Credit data company FICO has secured five new patents related to fraud, artificial intelligence and analytics technologies, according to StreetInsider reports on Monday (Jan. 7). That brings the total patents now owned by FICO to 192, with 93 additional patents pending, reports said.
“This is an exciting time for analytics and decision management, and FICO’s inventions are propelling change in this field,” stated FICO Chief Product and Technology Officer Dr. Stuart Wells. “Our data scientists continue to be at the forefront of the AI revolution and the progress in intelligent decision automation.”

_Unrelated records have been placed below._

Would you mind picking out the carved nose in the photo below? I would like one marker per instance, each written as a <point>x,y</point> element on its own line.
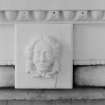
<point>42,57</point>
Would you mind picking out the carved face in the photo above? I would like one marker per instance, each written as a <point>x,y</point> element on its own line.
<point>43,56</point>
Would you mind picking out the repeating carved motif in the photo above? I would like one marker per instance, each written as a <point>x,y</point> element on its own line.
<point>42,57</point>
<point>52,15</point>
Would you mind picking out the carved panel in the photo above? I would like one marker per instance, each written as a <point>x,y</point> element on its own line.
<point>43,56</point>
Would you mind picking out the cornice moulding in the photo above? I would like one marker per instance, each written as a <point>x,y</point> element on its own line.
<point>52,16</point>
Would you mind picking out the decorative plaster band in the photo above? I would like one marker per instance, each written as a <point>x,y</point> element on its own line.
<point>52,16</point>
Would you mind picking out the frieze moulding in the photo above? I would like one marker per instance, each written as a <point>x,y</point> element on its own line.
<point>52,16</point>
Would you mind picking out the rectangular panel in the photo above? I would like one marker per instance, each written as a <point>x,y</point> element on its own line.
<point>51,4</point>
<point>6,44</point>
<point>89,44</point>
<point>42,55</point>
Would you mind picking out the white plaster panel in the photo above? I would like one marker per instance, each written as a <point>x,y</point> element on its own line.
<point>63,33</point>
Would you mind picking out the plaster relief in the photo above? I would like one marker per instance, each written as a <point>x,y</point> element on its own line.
<point>42,57</point>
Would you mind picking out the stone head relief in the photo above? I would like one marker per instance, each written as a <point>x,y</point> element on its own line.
<point>43,57</point>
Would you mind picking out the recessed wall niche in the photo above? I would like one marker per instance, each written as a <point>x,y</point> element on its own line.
<point>89,44</point>
<point>6,44</point>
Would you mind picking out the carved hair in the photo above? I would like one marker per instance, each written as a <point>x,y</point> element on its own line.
<point>52,42</point>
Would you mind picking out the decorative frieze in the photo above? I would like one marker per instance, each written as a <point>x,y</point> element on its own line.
<point>52,15</point>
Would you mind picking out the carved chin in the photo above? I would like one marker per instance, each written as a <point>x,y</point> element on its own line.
<point>42,68</point>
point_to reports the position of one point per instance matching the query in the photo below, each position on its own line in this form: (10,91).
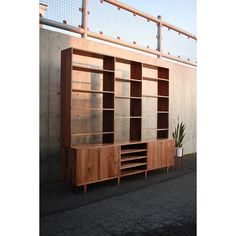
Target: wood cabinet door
(169,148)
(160,153)
(109,162)
(154,159)
(87,165)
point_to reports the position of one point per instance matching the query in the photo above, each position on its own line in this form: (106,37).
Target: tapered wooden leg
(85,188)
(118,182)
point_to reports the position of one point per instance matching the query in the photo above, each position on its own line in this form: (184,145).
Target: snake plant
(179,133)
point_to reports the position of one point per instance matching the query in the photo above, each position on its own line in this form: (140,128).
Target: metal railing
(161,27)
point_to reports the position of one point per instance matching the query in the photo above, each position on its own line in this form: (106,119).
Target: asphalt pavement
(163,204)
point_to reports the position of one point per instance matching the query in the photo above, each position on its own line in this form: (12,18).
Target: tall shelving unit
(114,117)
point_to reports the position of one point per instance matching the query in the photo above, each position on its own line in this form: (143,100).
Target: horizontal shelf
(93,109)
(126,151)
(163,79)
(124,97)
(131,158)
(150,96)
(146,129)
(128,117)
(131,165)
(91,91)
(131,172)
(89,69)
(163,112)
(91,133)
(128,80)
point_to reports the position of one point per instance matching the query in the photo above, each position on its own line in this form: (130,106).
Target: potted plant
(178,135)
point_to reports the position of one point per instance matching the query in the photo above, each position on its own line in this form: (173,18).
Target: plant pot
(179,151)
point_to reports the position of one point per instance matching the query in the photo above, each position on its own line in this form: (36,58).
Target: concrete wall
(182,95)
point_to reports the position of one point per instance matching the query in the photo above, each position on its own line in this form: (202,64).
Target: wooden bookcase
(114,117)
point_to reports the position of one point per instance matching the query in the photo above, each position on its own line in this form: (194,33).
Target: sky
(181,13)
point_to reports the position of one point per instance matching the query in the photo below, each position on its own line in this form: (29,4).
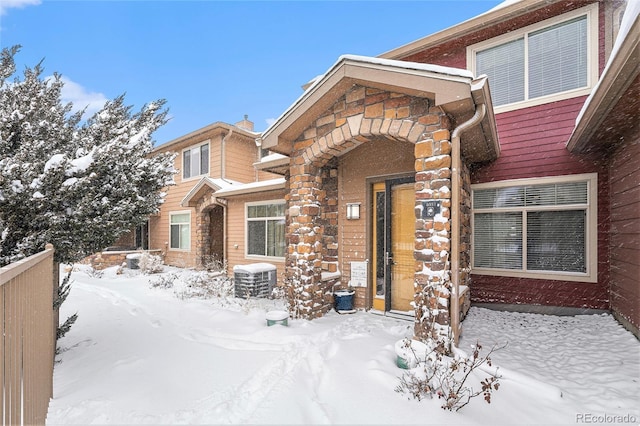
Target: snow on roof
(272,157)
(436,69)
(630,16)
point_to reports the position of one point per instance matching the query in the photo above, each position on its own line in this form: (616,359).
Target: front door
(393,244)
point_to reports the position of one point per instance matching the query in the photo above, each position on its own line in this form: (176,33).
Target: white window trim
(171,214)
(591,240)
(197,145)
(246,229)
(591,12)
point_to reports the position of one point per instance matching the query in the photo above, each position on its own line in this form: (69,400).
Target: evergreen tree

Two patents, “Detection of Compromise of Merchants, ATMs and Networks” and “Card Fraud Detection Utilizing Real-Time Identification of Merchant Test Sites,” apply to payments fraud. The first outlines a mechanism to create profiles for financial accounts to more easily identify instances of fraud based on existing fraud data. The second describes a tool to detect when fraudsters are “testing” stolen card data via the use of real-time data.
The other three, “Efficiently Representing Complex Score Models,” “Automatic Modeling Farmer” and “Systems and Methods to Improve Decision Management Project Testing,” describe ways to deploy advanced analytics technology in various scenarios.

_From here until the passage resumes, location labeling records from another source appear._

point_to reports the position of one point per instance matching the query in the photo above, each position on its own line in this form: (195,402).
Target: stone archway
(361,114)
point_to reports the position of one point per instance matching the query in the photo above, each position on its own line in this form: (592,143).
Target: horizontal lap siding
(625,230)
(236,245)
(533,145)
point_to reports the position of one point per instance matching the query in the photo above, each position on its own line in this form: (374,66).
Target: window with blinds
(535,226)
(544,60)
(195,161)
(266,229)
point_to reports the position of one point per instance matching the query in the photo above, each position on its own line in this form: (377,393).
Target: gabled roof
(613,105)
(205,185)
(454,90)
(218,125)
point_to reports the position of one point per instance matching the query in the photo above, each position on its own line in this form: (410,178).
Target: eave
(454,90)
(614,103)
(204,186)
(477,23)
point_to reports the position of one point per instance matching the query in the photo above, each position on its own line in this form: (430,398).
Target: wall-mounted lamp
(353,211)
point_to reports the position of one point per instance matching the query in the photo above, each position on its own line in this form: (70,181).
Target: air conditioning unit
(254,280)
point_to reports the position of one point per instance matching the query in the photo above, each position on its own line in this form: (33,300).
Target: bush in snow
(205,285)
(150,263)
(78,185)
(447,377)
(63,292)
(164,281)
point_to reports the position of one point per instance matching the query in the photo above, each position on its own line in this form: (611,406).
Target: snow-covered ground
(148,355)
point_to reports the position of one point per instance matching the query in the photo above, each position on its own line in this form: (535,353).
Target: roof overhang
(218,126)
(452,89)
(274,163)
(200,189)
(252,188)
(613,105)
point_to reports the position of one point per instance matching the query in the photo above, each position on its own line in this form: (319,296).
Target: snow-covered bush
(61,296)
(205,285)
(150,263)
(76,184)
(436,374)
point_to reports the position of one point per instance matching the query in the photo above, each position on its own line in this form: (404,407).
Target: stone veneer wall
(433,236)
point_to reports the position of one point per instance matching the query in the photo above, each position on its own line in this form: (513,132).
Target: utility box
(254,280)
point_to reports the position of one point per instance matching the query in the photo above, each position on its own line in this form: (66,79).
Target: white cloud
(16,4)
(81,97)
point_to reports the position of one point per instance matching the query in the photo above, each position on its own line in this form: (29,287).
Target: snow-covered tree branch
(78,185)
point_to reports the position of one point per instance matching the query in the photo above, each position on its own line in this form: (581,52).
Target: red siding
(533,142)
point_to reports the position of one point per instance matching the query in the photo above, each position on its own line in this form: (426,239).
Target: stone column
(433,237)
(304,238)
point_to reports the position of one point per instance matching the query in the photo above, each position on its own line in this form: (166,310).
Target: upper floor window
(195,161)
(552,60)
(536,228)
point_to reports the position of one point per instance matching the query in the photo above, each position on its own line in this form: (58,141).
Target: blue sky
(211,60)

The first wields predictive analytics to aid IT departments in “operationalizing analytics.” The second outlines an artificial intelligence solution to automate the development of predictive models, and the third focuses on project testing.
FICO is slated to introduce its UltraFICO Score, a new credit score that adds more data to the scoring model, including how borrowers manage their checking, savings and money market accounts. Announced in October, the UltraFICO Score aims to help more consumers get approved for loans, especially borrowers with limited credit histories.
Last month, Experian announced the launch of Experian Boost, which provides real-time FICO scores to customers that connects their online bank accounts with the Experian platform. That solution, too, aims to support borrowers by adding more data into the assessment of borrowers’ credit health.